6. A multi-stage calciner apparatus as defined by claim 2 wherein said spherical elements are each provided with a laterally extending lugs which cooperates with the lug on other elements to maintain said elements in their pre-arranged position upon said inverted conical shelves and over said center openings provided thereby after they are placed in a stacked relationship with respect to one another so as to provide a sloping grid over which the fluidized material will flow.

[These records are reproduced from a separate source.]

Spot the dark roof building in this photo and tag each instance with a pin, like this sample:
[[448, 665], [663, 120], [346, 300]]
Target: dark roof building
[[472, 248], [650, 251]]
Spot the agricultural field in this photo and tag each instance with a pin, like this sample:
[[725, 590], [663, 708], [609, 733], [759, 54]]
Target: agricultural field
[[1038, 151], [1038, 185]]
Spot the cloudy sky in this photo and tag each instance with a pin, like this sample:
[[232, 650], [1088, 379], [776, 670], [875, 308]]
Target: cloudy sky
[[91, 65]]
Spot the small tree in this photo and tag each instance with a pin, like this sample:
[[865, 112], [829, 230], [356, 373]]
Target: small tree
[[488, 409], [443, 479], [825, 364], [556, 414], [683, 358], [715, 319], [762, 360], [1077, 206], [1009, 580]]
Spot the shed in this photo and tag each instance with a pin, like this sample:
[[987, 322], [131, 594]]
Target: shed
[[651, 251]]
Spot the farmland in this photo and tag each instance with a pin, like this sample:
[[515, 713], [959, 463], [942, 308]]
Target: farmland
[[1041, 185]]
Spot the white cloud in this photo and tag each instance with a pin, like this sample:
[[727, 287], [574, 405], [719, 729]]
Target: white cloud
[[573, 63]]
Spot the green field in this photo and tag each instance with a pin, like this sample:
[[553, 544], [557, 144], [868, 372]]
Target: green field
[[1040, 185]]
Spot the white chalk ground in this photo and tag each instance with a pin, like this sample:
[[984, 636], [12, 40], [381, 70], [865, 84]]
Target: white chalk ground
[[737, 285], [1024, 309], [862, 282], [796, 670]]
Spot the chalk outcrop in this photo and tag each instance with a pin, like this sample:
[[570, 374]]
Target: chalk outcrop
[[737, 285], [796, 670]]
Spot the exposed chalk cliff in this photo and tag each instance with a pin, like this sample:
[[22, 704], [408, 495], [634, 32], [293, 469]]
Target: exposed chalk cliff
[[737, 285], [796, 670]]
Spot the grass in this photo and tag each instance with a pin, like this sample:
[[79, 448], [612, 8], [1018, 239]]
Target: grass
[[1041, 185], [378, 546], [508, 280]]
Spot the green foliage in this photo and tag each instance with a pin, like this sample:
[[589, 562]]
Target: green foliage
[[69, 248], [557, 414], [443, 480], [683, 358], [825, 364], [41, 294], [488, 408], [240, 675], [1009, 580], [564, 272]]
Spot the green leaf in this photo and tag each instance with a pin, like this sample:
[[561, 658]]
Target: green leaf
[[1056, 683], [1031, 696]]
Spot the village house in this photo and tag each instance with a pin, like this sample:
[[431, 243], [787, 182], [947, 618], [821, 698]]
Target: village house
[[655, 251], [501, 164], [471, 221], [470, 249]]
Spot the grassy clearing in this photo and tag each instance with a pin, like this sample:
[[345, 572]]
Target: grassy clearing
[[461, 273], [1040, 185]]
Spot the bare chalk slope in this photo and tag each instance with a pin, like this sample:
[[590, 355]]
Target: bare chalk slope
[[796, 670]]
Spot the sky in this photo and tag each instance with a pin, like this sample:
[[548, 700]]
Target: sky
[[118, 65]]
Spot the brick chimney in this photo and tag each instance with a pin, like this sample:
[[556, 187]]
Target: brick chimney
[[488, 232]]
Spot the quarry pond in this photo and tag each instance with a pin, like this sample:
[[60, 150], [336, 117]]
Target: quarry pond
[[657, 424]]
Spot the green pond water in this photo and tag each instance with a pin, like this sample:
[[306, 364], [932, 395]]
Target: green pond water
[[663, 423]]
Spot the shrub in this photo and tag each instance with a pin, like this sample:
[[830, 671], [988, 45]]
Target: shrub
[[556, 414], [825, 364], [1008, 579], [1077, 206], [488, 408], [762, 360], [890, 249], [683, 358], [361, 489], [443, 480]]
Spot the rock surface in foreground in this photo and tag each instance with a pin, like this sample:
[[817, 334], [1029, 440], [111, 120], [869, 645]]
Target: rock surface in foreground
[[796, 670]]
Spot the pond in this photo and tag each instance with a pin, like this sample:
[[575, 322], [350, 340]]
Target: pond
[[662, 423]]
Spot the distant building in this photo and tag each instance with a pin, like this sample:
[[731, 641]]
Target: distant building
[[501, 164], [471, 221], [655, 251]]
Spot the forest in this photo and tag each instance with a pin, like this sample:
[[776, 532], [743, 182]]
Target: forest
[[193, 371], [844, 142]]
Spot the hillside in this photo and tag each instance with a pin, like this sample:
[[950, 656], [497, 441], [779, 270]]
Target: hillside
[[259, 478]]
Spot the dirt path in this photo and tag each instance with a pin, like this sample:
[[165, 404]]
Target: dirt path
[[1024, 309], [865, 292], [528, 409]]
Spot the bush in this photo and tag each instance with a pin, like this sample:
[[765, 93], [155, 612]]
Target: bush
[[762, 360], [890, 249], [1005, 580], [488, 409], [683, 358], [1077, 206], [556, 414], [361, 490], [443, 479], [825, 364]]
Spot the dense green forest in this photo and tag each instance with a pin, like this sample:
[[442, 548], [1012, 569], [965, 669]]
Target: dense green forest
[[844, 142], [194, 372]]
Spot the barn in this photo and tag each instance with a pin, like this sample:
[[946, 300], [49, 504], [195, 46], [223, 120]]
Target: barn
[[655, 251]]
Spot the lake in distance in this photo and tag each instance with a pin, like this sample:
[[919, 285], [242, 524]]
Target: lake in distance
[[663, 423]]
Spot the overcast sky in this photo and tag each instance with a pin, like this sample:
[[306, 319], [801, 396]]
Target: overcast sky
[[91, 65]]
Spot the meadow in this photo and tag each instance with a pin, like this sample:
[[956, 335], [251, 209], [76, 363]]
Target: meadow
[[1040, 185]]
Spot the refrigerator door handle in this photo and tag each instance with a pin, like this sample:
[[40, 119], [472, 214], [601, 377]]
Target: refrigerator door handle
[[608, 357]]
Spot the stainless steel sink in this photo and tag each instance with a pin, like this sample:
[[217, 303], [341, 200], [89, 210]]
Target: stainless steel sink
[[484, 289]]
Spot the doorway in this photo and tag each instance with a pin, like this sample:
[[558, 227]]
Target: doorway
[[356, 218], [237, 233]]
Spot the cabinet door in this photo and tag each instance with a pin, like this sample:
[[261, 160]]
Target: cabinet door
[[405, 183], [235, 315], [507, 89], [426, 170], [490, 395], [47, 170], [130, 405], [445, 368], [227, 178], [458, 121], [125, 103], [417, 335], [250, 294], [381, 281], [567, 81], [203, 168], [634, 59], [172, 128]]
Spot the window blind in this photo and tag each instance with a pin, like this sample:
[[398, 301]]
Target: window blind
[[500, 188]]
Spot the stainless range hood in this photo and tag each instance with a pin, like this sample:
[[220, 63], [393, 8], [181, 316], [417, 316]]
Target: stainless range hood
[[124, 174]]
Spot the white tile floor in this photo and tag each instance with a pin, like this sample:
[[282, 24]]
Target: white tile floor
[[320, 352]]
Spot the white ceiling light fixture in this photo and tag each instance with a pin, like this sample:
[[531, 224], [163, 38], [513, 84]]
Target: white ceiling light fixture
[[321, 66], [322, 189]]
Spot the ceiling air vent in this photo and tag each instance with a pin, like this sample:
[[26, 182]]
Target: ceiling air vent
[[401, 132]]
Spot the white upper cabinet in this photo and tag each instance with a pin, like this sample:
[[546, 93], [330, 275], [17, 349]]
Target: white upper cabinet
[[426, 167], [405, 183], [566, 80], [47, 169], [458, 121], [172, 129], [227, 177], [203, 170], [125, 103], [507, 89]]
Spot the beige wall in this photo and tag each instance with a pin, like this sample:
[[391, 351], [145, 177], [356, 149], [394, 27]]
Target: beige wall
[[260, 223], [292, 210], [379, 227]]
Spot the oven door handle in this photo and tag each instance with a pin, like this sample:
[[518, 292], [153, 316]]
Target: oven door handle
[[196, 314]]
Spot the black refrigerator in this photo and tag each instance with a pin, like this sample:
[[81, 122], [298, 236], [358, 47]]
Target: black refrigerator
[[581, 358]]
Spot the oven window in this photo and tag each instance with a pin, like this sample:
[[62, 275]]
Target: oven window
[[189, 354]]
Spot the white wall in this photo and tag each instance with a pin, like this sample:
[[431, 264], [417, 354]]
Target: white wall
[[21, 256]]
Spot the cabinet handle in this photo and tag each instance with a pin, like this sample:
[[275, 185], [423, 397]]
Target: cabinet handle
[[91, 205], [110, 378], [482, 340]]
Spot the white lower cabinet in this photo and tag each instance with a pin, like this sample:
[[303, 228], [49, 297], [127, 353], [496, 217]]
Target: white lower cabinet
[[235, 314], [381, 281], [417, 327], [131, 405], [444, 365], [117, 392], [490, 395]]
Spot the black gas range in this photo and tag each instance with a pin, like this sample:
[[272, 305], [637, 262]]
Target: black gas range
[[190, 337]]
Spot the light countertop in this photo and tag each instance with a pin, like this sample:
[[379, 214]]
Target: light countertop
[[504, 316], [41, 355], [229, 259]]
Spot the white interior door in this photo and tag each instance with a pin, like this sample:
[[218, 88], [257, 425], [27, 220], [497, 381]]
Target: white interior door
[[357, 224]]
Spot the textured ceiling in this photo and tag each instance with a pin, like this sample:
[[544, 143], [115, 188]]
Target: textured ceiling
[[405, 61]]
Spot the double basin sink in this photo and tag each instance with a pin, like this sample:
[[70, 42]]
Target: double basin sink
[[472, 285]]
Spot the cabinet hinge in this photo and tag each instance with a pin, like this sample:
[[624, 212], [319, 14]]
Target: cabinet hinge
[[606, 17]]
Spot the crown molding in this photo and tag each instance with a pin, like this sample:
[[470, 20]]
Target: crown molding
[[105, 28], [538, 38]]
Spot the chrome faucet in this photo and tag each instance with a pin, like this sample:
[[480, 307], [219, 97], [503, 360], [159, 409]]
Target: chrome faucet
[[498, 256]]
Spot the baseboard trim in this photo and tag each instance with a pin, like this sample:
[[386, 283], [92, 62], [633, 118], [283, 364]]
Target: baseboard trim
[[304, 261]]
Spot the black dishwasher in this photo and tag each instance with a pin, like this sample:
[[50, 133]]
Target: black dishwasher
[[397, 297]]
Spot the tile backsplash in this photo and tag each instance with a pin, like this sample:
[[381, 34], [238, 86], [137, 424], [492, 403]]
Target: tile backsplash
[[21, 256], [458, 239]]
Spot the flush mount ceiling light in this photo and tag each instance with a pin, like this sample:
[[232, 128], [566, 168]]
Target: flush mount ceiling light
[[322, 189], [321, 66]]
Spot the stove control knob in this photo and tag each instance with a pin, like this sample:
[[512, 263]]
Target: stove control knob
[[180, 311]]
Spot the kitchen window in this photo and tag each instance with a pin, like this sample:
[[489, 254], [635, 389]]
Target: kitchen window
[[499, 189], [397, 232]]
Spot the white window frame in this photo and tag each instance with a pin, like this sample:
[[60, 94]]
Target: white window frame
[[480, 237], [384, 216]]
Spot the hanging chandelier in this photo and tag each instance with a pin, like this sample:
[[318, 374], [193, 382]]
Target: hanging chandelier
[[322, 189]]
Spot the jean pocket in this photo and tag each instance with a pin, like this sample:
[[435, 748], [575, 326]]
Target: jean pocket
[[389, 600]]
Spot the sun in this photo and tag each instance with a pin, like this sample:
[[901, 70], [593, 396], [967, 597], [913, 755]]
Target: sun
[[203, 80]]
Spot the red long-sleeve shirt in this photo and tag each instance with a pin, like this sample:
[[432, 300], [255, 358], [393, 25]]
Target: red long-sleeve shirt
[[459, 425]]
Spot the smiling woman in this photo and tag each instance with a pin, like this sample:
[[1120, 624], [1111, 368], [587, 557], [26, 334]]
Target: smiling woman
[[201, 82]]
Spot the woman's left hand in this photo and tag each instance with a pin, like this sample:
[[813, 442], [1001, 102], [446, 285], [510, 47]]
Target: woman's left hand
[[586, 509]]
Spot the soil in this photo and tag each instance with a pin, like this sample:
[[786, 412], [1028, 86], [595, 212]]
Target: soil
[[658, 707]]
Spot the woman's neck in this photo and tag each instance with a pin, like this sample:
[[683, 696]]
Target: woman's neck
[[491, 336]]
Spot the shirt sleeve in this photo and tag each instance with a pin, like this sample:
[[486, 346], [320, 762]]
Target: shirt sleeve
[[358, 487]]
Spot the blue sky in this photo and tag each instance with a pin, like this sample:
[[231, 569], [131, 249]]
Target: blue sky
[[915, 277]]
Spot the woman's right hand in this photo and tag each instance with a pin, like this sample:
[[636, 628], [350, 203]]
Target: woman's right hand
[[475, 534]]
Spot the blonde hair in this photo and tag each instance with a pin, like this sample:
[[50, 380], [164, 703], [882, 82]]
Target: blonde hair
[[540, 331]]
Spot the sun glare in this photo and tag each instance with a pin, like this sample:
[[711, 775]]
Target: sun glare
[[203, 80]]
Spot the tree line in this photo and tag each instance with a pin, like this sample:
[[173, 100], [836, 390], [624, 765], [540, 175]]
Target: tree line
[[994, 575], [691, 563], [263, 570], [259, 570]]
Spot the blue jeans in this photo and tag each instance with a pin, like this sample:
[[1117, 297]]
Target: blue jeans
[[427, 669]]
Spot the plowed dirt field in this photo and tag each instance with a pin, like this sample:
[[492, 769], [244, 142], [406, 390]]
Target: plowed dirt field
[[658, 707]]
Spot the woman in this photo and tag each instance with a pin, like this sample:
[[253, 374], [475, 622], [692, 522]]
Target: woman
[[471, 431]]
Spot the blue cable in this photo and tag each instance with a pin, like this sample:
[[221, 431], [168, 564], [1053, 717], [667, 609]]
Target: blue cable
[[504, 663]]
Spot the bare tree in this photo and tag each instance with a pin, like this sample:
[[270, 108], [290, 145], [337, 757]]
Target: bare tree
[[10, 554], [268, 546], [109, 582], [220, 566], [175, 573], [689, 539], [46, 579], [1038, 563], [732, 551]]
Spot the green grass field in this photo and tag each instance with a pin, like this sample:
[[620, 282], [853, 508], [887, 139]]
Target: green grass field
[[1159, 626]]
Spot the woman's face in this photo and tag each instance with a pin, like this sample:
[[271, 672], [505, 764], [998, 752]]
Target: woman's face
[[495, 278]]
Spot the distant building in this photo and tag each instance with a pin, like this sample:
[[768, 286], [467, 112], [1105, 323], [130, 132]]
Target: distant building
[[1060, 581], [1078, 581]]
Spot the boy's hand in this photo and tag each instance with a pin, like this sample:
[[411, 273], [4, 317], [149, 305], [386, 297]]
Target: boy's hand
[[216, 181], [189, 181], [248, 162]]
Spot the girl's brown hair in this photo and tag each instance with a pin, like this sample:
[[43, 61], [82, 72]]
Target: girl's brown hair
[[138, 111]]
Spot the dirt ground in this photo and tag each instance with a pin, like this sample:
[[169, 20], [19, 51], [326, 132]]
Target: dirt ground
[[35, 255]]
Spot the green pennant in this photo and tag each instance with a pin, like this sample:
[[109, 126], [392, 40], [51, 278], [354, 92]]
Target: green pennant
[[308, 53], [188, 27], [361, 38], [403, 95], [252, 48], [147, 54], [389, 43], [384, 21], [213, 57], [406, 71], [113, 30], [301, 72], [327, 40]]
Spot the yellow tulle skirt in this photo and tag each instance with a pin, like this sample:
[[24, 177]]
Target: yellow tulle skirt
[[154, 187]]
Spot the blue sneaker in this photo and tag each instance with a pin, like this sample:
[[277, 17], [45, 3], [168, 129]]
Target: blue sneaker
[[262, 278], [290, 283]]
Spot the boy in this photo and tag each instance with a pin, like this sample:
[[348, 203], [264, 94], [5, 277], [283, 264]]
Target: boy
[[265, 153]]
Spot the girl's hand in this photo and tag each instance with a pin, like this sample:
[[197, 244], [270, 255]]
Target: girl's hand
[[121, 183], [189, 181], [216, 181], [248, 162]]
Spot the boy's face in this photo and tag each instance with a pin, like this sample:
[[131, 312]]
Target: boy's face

7. A multi-stage calciner apparatus as defined by claim 2 further defined by having means providing a pressurized jacket radially disposed about one of the superimposed stages formed in the cylinder with said jacket having open communication with said means for supplying a continuous flow of gas to said apparatus for pressurizing said jacket about said certain stage during the operation of the apparatus.

8. A calciner apparatus for heating and freely transporting materials to be treated, over a sloping surfaced fluid grid, wherein the improvement comprises

a. a chamber formed within the apparatus by an inverted conically shaped wall providing an opening at the depending vertex thereof,

b. a pressurized annular section about said inverted conically shaped wall,

c. means for pressurizing said section,

d. a combustion chamber within said pressurized section and having open communication therewith and with said opening provided at the depending vertex of said wall,

e. means for heating the atmosphere of said combustion chamber,

f. a grid of ceramic balls of different diameters on said wall arranged to provide a sloping surface for the material heated and transported thereover,

g. and a discharge means associated with the lowermost edge of said sloping surface grid through which the treated material is passed from said apparatus.